At 04:15 ET (09:15 GMT), the Dollar Index, which tracks the greenback against a basket of six other currencies, traded largely unchanged at 103.007, not far from levels seen before Friday’s labor market release.
Initial claims for state unemployment benefits fell 17,000 to a seasonally adjusted 233,000 for the week ended Aug. 3, data showed on Thursday, the largest drop in about 11 months.
This helped allay fears that the U.S. economy was heading for a hard landing and that the Federal Reserve was behind the curve with its decision not to cut rates late last month.
“The abnormally large reaction to jobless claims figures yesterday was a testament to markets’ extremely elevated sensitivity to all sorts of indications on the US macro outlook right now,” said analysts at ING, in a now.
Attention will turn next week on the latest release of consumer prices, as traders look for more guidance towards the Fed’s likely future actions.
“We can reasonably expect the market reaction to next week’s US core CPI numbers to be significant even for small (second decimal of a percentage point) deviations from the consensus 0.2% MoM,” added ING.
The odds of the Federal Reserve cutting interest rates by 50 basis points at its next policy meeting are currently just above 50%, according to the CME Group’s (NASDAQ:CME) FedWatch Tool, with a 25 basis point cut now seen as having a 46% probability.

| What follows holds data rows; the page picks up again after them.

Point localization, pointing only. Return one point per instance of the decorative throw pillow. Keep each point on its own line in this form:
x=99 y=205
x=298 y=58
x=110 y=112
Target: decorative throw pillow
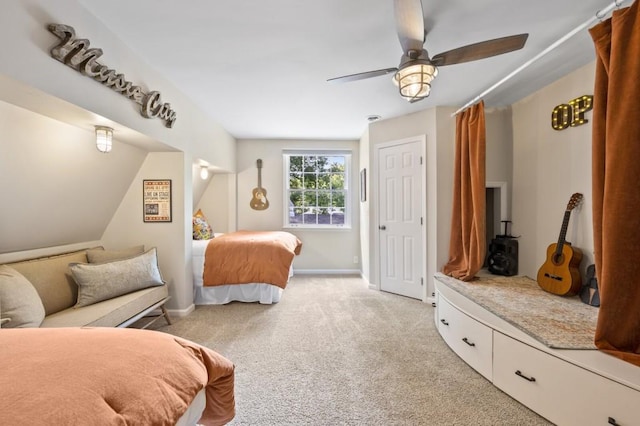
x=102 y=281
x=100 y=255
x=201 y=228
x=21 y=303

In Europe, EUR/USD slipped slightly to 1.0917, having soared as high as 1.1009 for the first time since Jan. 2 at the start of the week.

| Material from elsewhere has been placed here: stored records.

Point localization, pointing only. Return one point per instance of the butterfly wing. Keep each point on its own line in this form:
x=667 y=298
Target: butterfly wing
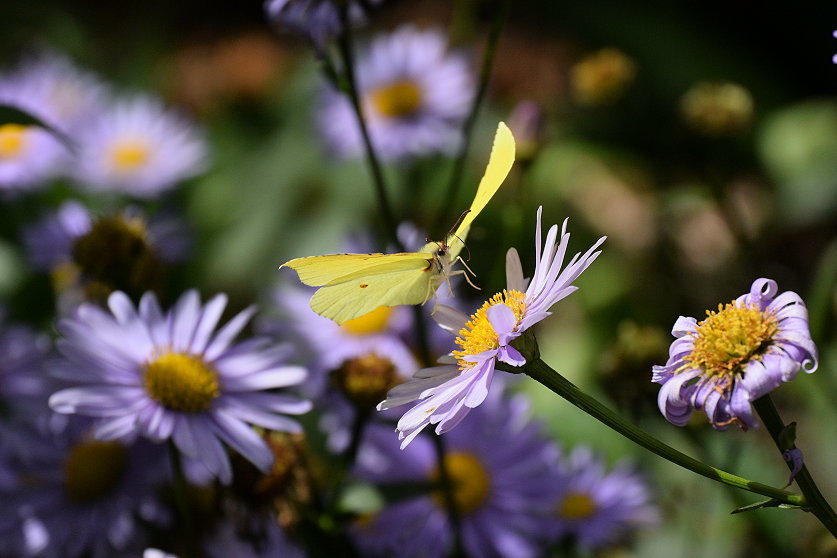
x=499 y=164
x=317 y=271
x=388 y=283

The European Central Bank started cutting interest rates in June, and many expect the policymakers to agree to another reduction in September.
Italian EU-harmonised consumer prices fell 0.9% month-on-month in July and were up 1.6% from the year earlier, suggesting inflationary pressures were limited in the eurozone’s third-largest economy.
GBP/USD rose 0.2% to 1.2768, continuing the 0.5% rally overnight that yanked it back from a more than one-month low.
However, it remained on course for small losses this week, which would be a fourth straight week of declines.
In Asia, USD/JPY fell 0.1% to 147.20, but was trading well above lows of around 141.60 hit earlier in the week.
The yen’s turnabout came as BOJ officials said they would not hike interest rates during market volatility, tempering a hawkish message from the central bank during an end-July meeting.
But despite weakening this week, the yen was still sitting on stellar gains against the dollar over the past month, especially as the global carry trade began to unwind.
USD/CNY edged lower to 7.1739, with the yuan helped by data showing the Chinese consumer price index grew more than expected in July, while the producer price index inflation fell slightly less than expected.